Americans have been blessed with an unprecedented level of religious freedom—a fact that can sometimes lull us into complacency. We tend to think that the freedom we have now will always be there, but the truth is, freedom cannot continue to exist if it is not thoughtfully and tenaciously defended every day, in ways great and small. I was privileged to spend time this past weekend with such a defender of freedom, Cardinal Timothy Dolan, who received the 2013 William Wilberforce Award from the Chuck Colson Center for Christian Worldview.

We at the Colson Center present the Wilberforce Award each year to a person who exemplifies the values of the heroic abolitionist William Wilberforce, whose tireless efforts led to the banning of slavery in 19th-century Great Britain. The award was established in the late '80s by my friend, the late Chuck Colson, to honor men and women who are living out the ideals of one of Chuck's greatest heroes.

On Saturday, Cardinal Dolan received the award in recognition of his efforts on behalf of life, traditional marriage, and religious liberty in America—particularly his efforts against restrictive aspects of the new health care legislation. Ever since the Department of Health and Human Services handed down its contraception mandate, violating the right to conscience, Cardinal Dolan has been one of the strongest and most consistent voices to lead the opposition.

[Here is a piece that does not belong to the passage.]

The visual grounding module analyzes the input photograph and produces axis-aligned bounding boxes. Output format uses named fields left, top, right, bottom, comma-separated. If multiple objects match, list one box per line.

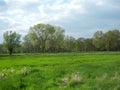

Clearly, winsomely, and repeatedly, he has made the case that the HHS mandate is an "immoral" attack on America's "first and most cherished freedom."

In accepting the award in his typically humorous fashion, Dolan humbly told a packed ballroom in Arlington, Va., that he was accepting it on behalf of all Catholic bishops in the United States who have held steadfast in their opposition to the HHS mandate. He also went on to extol the great work that evangelicals and Roman Catholics are doing together as "co-workers in the vineyard, especially in bringing the light of the Gospel to a culture often in the dark on noble issues, such as the defense of innocent, vulnerable life, the protection of marriage as revealed by God's Word . . . and the advocacy of our first and most-cherished freedom."

Through his words and actions, Cardinal Dolan has demonstrated—not just to us at the Colson Center but to all who claim the Christian faith—what it means to be a leader in the ongoing fight for religious liberty. His strength and commitment are an inspiration to all of us who believe in that right, and a reminder of just how valuable it is. Cardinal Dolan is, as Chuck Colson used to say, "helping to make the invisible Kingdom visible," and in the process, he is helping to make certain that our most important freedoms will endure.

That's something for which all of us can be grateful.